A grid amongst many ways can be defined as a collection of heterogeneous distributed interconnected computing and data resources that provides large scale virtual resources with an appropriate single user interface (Foster & Kesselman, 1999). The utility grid computing paradigm is a variation of the conventional grid computing model that involves the provisioning & utilization of resources and services solely on per user request basis (Rappa, 2004). It is essentially based on the pay-as-you-use service provisioning business model.
In a typical grid environment, grid portals are designed and developed to provide uniform access or single point of entry to various underlying grid resources and services within a virtual community (Russell, Novotny & Oliver, 2006). They act as gateways between various grid users and a range of different grid resources and services (Russell, Novotny & Oliver, 2006).
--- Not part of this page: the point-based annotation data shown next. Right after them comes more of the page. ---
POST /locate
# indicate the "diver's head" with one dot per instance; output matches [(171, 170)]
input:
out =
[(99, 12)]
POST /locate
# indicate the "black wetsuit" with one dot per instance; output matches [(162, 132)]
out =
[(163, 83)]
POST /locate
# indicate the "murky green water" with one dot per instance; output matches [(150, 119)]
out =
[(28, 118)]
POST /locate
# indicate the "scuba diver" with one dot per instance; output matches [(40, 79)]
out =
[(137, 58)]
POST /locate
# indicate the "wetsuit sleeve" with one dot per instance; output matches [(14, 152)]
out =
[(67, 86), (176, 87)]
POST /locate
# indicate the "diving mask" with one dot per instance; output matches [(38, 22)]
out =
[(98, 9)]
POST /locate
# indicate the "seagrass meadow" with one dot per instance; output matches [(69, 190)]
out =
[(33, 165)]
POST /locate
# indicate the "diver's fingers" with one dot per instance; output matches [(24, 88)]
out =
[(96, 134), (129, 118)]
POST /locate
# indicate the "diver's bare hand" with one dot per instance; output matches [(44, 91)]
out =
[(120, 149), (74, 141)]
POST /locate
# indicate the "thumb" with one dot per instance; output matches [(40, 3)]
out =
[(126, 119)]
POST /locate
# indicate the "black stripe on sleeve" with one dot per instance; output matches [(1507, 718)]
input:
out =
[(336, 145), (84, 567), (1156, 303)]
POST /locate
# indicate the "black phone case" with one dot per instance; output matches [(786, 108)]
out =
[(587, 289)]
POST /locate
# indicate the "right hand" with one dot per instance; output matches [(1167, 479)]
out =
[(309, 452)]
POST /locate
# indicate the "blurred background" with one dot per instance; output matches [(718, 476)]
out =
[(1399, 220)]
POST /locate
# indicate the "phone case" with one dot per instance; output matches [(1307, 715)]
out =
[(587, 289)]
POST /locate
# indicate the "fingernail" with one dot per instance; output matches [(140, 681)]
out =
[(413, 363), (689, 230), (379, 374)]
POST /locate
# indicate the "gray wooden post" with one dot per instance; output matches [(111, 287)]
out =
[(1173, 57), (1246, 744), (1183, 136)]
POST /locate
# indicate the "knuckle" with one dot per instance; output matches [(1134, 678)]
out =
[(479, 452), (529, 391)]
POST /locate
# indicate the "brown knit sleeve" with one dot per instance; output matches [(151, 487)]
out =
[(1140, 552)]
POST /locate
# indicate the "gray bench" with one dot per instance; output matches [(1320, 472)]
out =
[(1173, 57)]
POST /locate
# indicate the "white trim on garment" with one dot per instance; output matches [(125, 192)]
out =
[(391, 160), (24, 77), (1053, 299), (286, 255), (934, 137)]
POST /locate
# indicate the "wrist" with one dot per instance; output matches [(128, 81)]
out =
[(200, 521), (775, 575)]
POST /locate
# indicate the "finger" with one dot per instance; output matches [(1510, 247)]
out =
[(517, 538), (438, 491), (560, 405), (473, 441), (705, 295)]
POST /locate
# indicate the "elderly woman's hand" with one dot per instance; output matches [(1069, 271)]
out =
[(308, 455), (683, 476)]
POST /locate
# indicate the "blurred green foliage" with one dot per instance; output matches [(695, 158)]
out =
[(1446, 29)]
Grid-enabled portals (GeP) - portals based on grid technology, build upon the familiar Web portal model to offer virtual organizations (VO) or communities of users a single point of access to computational resources such as clusters, data servers, applications, scientific tools, and computing services (Russell et al., 2006; Yanli, Jian, Minglu, Lei, 2006). They are key technologies that have received great attention among developers and programmers due to their ease in development, richness in functionality, pluggable architecture and customization of interfaces (Russell et al., 2006; Yanli et al., 2006).
Grid-enabled portals are developed using portlets (Yanli et al., 2006). Portlets can be thought of as a miniature web application that is running inside a portal page alongside a number of similar entities. They are user-facing, multi-step, interactive modules that can be plugged into a portal application (Yanli et al., 2006). Portlets rely on the overall portal framework to access user profile information, participate in a presentation interface, communicate with other portlets to access remote contents, lookup credentials, and store persistent data (Yanli et al., 2006; Akram, 2005). Figure 1 shows portals composed of various portlets.
Portal frameworks are development platform for portal development. They are design structures that contain various modules, methods and software features used for developing specific portal (Russell, Novotny & Oliver, 2006; Akram, 2005). With the popularity of portals today, there are many portal frameworks that are available as open source and the list of these open source frameworks is all the time increasing. A typical grid-enabled portal has the following capabilities Russell, Novotny & Oliver (2006): secured registration of users; accessibility of various users to a range of underlying grid services and resources; provision of personalization, single sign-on (SSO), aggregation and customization; robust application integration; security; redundancy, failover and load balancing etc.
Portlets are used in portal development as self-contained pluggable user interface components to encapsulate one or more applications or services that can be aggregated and transferred as information to a presentation layer of a portal system (Yanli et al., 2006; Akram, 2005).